According to Nuvama Alternative and Quantitative Research, a total of 41.5 million shares of Urban Company will become eligible for trading once the three-month lock-in ends. This represents about 3% of the company's outstanding equity.
Based on the current market price, the value of the shares that will be freed amounts to about ₹534 crore.
The company had earlier seen the expiry of its one-month shareholder lock-in on October 16, when another 41.5 million shares, also amounting to 3% of outstanding equity, became eligible for trade.
It is important to note that the end of a lock-in period does not mean these shares will necessarily be sold in the open market; it only makes them eligible for trading.
Urban Company has received coverage initiations from Morgan Stanley, Goldman Sachs and Kotak Institutional Equities, and all three brokerage firms expect the stock to decline going ahead.
Morgan Stanley initiated coverage with an 'Underweight' rating and a price target of ₹117. Goldman Sachs initiated with a 'Neutral' rating and a price target of ₹140, while Kotak Institutional Equities began coverage with a 'Sell' rating and a price target of ₹120.

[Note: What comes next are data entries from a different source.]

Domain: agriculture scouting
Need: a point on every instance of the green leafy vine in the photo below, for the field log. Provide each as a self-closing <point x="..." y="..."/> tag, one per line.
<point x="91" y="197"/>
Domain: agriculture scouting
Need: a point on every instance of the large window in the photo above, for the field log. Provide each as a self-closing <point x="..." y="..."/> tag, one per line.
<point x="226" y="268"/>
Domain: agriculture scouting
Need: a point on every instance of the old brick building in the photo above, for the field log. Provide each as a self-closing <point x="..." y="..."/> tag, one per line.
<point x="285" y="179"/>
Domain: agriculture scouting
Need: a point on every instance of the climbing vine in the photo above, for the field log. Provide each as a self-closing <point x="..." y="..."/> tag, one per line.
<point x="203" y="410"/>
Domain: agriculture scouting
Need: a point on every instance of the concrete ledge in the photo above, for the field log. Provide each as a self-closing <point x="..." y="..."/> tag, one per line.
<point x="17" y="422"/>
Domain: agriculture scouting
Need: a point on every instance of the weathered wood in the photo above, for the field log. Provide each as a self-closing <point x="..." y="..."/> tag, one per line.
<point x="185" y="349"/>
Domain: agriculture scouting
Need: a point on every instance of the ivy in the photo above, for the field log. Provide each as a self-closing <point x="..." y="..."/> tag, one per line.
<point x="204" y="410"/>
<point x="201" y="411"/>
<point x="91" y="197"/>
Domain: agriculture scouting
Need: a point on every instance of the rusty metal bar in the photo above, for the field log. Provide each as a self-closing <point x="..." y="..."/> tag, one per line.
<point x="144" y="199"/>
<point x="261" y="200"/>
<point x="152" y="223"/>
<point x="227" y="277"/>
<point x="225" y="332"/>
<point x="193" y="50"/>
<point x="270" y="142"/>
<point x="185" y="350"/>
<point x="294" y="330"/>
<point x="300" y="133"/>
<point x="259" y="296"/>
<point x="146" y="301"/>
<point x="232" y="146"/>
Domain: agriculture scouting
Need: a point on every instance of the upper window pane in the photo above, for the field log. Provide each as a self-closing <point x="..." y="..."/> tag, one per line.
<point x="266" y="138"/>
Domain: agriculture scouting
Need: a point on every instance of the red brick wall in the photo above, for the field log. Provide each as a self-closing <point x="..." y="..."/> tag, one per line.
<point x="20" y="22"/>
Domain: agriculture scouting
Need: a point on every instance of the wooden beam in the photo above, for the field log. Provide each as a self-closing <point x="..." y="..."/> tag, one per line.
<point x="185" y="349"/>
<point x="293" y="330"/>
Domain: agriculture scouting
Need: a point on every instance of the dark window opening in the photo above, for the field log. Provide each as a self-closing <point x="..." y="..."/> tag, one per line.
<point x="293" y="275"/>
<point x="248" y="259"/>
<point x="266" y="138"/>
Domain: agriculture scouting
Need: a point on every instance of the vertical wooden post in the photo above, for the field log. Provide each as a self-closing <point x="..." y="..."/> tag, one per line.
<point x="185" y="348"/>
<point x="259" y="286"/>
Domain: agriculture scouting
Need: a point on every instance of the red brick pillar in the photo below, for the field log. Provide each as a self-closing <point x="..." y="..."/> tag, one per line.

Urban Company has been one of the most successful listings of 2025. The stock made its debut at a major premium to the issue price of ₹103 and nearly doubled within a few days before the subsequent correction began. The stock is down 36% from its post-listing high of ₹201.18.
Shares of Urban Company are trading 1.84% higher on Friday at ₹128.75. The stock remains about 25% above its issue price.